Rob A. Mackenzie

 

 

 

 

 

 

 

 

 

 

 

The poem below comes from towards the end of Rob A. Mackenzie’s freshly launched pamphlet Fleck and the Bank.  Fleck, an unconventional bank employee, has disappeared. A few months later, a letter-in-poetry arrives.

 

 

To Occupy an Absence

…now blankness can speak through me in blank verse (Ian Duhig)

 

Dear Rob,

The nights are short here and the days

Slip by in prayer or what I have learned to call

Prayer: the occupation of a stirring

Privation of thought in air with matter at hand,

With underhand mock-heroic power

Liturgically fuelled neither by common

Order nor disorder nor delusion,

Where hope springs abysmal, undermined

By temporal despair, but still attempts:

Take the sponge’s unfinished ode to mud,

The cook who spun blancmange in his own image,

Rimbaud’s valentine to Tom Verlaine –

Pointless, incongruous, I take my pen,

Replace blankness with a solid blank

Line and line of blank verse and a blank cheque’s

Inevitable bounce, and dedicate

Them to the heterodox and highly strung

Patron saint of plainsong maledictions

For unstringable lyre. She croons to me:

 

      To butterfingered guardians of the banks

     Patrolling selective memory blanks –

          Sing grace;

 

     To where the hype gyrates hip after hip

     While talent hiccups from its crypt –

          Sing grace;

 

     To memorabilia groupies hellbent

     On Nazi tat: Hitler’s tablecloth,

     Waxwork Belsen Commandant –

          Sing grace;

 

     To the boom and bust of certifiable facts

     Drifting from their origin in dust

     Jackets and unexamined acts –

          Sing grace;

    

Eine kleine Nachtmusik dissolving

Into daylight’s cursory rush; within

Each note a little death, diminuendo,

Undiminished by its power to hold

Only the merest resonance of grace,

To make nothing happen beyond a dim

Psalm sung among the gleaming neon signs.

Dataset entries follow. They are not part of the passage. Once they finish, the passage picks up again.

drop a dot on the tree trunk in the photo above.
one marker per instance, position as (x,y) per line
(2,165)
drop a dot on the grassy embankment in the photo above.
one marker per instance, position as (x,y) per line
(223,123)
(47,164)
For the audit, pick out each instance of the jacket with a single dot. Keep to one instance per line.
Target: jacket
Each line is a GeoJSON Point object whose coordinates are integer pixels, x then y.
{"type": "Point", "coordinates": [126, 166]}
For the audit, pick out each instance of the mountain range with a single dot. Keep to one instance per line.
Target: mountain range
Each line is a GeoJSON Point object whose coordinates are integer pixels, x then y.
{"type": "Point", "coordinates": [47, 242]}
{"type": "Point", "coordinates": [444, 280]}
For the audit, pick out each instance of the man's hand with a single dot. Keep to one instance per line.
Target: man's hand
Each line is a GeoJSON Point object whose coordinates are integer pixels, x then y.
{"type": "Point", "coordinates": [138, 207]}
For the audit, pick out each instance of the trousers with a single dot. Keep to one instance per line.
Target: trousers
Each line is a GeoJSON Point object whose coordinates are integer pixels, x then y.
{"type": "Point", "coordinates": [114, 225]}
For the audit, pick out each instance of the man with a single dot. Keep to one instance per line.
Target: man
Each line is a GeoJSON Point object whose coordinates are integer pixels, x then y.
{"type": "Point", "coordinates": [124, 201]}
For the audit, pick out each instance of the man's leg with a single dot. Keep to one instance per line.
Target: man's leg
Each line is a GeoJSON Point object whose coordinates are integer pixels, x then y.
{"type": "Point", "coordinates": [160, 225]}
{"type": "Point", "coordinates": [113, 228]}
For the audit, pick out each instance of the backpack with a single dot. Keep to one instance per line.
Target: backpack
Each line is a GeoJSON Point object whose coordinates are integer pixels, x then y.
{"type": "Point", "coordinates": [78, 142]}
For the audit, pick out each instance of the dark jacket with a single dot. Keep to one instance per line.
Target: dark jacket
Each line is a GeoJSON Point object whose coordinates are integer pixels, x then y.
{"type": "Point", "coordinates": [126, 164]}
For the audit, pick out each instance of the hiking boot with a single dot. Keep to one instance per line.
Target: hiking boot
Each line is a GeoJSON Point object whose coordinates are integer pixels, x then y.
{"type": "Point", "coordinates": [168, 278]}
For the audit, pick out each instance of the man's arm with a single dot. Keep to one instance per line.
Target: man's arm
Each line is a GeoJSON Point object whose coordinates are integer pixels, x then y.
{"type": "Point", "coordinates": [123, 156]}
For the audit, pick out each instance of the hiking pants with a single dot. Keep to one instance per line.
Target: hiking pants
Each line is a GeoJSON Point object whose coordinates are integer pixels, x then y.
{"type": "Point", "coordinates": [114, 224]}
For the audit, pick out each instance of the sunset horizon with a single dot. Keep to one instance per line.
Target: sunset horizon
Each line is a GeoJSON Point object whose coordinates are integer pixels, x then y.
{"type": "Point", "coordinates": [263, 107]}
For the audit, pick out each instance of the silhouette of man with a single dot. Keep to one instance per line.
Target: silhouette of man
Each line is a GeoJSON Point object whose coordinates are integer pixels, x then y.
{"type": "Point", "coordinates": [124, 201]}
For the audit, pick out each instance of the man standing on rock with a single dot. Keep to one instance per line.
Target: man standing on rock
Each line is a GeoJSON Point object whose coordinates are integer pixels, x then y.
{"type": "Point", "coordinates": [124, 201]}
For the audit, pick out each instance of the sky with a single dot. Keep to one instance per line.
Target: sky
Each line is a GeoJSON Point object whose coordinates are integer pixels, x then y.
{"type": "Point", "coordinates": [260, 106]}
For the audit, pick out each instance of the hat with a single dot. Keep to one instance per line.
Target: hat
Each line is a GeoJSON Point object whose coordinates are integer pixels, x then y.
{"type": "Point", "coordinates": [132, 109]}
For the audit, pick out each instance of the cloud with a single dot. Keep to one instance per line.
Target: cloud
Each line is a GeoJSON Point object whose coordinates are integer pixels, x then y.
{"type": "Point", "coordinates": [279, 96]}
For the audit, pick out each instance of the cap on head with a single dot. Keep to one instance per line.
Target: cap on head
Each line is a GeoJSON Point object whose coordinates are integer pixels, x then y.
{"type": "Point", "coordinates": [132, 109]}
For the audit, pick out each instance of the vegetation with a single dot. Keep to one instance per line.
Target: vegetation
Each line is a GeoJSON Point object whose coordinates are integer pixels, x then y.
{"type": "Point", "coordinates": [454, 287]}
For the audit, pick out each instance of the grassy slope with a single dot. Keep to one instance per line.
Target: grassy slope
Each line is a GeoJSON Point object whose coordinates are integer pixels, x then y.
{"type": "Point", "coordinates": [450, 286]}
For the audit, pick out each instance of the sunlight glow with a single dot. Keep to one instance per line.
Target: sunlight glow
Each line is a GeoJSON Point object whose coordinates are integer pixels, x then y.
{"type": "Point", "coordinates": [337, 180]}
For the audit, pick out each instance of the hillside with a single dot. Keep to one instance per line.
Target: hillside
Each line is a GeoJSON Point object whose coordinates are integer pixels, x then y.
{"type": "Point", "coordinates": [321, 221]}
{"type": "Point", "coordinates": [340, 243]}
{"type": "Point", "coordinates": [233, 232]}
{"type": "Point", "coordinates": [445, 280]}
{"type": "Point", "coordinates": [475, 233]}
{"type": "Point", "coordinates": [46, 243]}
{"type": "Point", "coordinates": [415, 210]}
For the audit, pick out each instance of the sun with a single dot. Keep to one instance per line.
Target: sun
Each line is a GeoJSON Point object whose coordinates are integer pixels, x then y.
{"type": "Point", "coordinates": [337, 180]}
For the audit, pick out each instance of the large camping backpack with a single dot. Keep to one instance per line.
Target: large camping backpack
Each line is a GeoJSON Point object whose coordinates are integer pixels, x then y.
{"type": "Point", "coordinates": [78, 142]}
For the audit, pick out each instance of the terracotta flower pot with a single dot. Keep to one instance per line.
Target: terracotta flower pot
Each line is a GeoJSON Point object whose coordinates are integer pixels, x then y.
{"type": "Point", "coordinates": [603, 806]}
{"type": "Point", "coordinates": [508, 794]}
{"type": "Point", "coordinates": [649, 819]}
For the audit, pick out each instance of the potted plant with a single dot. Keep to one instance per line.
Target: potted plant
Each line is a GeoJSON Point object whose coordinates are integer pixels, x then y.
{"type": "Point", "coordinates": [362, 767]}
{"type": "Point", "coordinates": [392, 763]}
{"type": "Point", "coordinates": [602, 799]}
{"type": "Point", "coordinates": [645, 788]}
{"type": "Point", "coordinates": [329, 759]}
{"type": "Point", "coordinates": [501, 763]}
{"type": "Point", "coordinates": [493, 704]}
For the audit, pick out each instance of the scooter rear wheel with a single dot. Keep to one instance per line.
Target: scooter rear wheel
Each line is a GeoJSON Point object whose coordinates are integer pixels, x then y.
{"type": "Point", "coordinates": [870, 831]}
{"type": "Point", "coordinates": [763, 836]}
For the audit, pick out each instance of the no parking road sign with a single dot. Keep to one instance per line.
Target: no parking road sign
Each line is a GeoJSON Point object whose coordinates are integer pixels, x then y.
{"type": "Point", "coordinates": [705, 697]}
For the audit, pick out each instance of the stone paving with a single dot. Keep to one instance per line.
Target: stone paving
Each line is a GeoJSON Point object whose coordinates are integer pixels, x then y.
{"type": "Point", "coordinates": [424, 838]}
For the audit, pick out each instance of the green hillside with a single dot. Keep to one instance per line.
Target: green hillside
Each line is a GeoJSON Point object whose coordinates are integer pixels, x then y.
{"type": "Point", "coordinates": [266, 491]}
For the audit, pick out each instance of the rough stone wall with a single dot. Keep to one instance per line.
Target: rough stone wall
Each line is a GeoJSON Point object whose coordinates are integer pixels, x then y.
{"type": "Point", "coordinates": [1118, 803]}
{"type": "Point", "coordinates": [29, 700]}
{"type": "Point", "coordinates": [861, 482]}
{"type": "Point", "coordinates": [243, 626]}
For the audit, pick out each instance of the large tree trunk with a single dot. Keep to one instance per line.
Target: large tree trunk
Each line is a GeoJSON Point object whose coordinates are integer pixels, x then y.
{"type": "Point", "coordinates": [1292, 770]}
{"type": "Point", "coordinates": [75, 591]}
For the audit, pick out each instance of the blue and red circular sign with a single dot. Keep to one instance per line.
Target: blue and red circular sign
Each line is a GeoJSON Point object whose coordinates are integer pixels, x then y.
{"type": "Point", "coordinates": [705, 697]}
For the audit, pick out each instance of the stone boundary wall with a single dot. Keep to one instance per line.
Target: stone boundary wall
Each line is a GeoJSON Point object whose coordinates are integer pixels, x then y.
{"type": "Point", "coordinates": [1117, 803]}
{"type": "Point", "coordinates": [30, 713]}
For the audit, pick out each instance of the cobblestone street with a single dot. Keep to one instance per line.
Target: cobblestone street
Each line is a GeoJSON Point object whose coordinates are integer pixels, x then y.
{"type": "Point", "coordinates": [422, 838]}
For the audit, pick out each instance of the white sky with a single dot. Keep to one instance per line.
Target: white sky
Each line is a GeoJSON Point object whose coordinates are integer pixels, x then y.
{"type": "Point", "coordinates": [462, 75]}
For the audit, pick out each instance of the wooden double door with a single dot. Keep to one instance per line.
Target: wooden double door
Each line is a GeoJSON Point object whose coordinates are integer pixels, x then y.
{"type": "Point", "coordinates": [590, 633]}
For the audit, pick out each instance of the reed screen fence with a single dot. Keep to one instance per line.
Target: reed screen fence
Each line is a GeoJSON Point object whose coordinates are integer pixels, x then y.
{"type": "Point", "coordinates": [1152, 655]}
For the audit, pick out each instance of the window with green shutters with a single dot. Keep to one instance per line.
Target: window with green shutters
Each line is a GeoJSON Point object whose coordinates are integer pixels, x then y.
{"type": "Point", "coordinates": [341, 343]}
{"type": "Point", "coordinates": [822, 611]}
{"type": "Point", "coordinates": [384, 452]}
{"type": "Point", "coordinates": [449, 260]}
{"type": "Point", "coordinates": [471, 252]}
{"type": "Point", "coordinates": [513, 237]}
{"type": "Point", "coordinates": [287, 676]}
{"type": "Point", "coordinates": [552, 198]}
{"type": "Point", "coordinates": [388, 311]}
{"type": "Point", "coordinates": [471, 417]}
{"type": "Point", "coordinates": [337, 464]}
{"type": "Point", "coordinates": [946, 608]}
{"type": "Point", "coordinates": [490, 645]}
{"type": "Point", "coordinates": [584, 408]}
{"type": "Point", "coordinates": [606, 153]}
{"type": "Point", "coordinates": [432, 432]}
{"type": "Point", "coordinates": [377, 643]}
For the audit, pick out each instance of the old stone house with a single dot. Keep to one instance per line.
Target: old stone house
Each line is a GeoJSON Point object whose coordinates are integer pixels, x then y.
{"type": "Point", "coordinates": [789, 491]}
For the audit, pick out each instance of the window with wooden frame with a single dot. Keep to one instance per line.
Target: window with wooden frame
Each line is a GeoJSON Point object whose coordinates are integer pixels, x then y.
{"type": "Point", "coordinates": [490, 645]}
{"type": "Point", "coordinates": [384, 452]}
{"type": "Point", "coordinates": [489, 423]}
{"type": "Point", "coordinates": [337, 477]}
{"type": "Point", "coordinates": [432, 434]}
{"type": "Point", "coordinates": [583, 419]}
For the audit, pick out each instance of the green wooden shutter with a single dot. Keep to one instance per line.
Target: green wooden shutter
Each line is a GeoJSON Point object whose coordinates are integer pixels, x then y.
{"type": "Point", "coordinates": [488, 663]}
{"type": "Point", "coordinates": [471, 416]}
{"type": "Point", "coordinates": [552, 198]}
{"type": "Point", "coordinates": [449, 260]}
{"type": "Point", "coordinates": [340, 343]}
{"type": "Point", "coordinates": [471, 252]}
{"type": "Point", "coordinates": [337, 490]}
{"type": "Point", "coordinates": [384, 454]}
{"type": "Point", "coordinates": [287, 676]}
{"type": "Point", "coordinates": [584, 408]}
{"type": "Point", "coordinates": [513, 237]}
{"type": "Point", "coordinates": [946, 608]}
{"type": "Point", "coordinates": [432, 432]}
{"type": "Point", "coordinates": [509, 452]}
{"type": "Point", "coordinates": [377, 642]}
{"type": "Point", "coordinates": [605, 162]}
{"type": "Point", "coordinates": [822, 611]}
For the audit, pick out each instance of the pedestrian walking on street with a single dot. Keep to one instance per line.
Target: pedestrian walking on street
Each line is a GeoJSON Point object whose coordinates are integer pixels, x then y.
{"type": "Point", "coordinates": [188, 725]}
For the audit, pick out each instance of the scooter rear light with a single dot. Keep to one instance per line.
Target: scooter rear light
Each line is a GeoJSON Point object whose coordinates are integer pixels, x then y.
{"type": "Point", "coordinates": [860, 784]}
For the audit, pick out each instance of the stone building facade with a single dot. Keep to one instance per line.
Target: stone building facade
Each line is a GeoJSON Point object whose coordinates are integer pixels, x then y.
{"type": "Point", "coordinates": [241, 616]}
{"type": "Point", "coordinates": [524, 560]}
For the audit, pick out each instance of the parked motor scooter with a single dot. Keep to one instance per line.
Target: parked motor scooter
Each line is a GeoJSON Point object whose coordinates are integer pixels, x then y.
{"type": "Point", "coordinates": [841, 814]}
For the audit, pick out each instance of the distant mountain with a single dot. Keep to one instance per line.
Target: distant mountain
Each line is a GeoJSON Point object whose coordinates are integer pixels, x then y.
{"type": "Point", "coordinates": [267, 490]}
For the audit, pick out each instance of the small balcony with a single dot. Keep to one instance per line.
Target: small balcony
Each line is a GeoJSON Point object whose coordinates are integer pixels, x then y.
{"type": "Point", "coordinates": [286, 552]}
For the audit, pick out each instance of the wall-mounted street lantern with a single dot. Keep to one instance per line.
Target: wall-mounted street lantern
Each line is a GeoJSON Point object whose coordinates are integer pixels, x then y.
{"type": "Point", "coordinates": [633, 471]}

Eyes down. Follow your ears.

 

Yours, Fleck

 

P.S.

 

     To the self-effacing inconsolable

     And the too eagerly consoled –

          Sing grace;

 

     To literary artifice where curse

     Resembles blessing, blessing curse –

          Sing grace

     Or otherwise, and sing the difference.

 

 

 

 

Rob A. Mackenzie is from Glasgow and lives in Edinburgh. His publications are The Clown of Natural Sorrow (pamphlet, HappenStance Press 2005), The Opposite of Cabbage (Salt 2009) – and a new pamphlet, Fleck & the Bank (pamphlet, Salt 2012) . He is reviews editor for Magma Poetry magazine.